- Structure: Regional knockout championship
- Teams: 14
- Winners: Salford
- Runners-up: Wigan

= 1936–37 Lancashire Cup =

The 1936–37 Lancashire Cup was the twenty-ninth occasion on which the Lancashire Cup competition was held.

Salford won the trophy by beating Wigan by 5–2. The match was played at Wilderspool, Warrington, now in the County Palatine of Chester but (historically in the county of Lancashire. The attendance was 17,500 and receipts were £1,160. This was the third of the three consecutive Lancashire Cup finals in which Salford beat Wigan.

== Background ==
The number of teams entering this year's competition remained the same, with Streatham & Mitcham (hardly a Lancashire club, but useful to make the numbers up) playing in their second (and what was to be their final) season. The total entrants remained at 14 and the same fixture format was retained.

There was no need for a bye in the first round, but there was still a "blank" or "dummy" fixture. The bye in the second round remained.

== Competition and results ==

=== Round 1 ===
Round 1 involved seven matches (with one "blank" fixture) and 14 clubs.

| Game no. | Fixture date | Home team |  | Score |  | Away team | Venue | Att | Rec | Notes | Ref |
|---|---|---|---|---|---|---|---|---|---|---|---|
| 1 | Sat 12 Sep 1936 | Broughton Rangers |  | 17–12 |  | Widnes | Belle Vue Stadium |  |  | 1 |  |
| 2 | Sat 12 Sep 1936 | St Helens Recs |  | 7–7 |  | Leigh | City Road |  |  |  |  |
| 3 | Sat 12 Sep 1936 | Liverpool Stanley |  | 3–14 |  | St. Helens | Stanley Greyhound Stadium |  |  |  |  |
| 4 | Sat 12 Sep 1936 | Salford |  | 8–4 |  | Oldham | The Willows |  |  |  |  |
| 5 | Sat 12 Sep 1936 | Streatham & Mitcham |  | 8–23 |  | Barrow | Mitcham Stadium |  |  | 2 |  |
| 6 | Sat 12 Sep 1936 | Swinton |  | 15–0 |  | Rochdale Hornets | Station Road |  |  |  |  |
| 7 | Sat 12 Sep 1936 | Warrington |  | 6–7 |  | Wigan | Wilderspool |  |  |  |  |
| 8 |  | blank |  |  |  | blank |  |  |  |  |  |

=== Round 1 – replays ===
Round 1 replays involved one match.

| Game no. | Fixture date | Home team |  | Score |  | Away team | Venue | Att | Rec | Notes | Ref |
|---|---|---|---|---|---|---|---|---|---|---|---|
| 1 | Wed 16 Sep 1936 | Leigh |  | 4–8 |  | St Helens Recs | Mather Lane |  |  |  |  |

=== Round 2 – quarterfinals ===
Round 2 involved three matches (with one bye) and seven clubs.

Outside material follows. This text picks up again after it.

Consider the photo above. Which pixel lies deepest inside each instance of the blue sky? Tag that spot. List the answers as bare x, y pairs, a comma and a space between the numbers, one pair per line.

| Game no. | Fixture date | Home team |  | Score |  | Away team | Venue | Att | Rec | Notes | Ref |
|---|---|---|---|---|---|---|---|---|---|---|---|
| 1 | Wed 23 Sep 1936 | St Helens Recs |  | 10–4 |  | St. Helens | City Road |  |  |  |  |
| 2 | Wed 23 Sep 1936 | Salford |  | 11–3 |  | Swinton | The Willows |  |  |  |  |
| 3 | Thu 24 Sep 1936 | Barrow |  | 9–8 |  | Broughton Rangers | Craven Park |  |  |  |  |
| 4 |  | Wigan |  |  |  | bye |  |  |  |  |  |

=== Round 3 – semifinals ===
Round 3 semifinals involved two matches and four clubs.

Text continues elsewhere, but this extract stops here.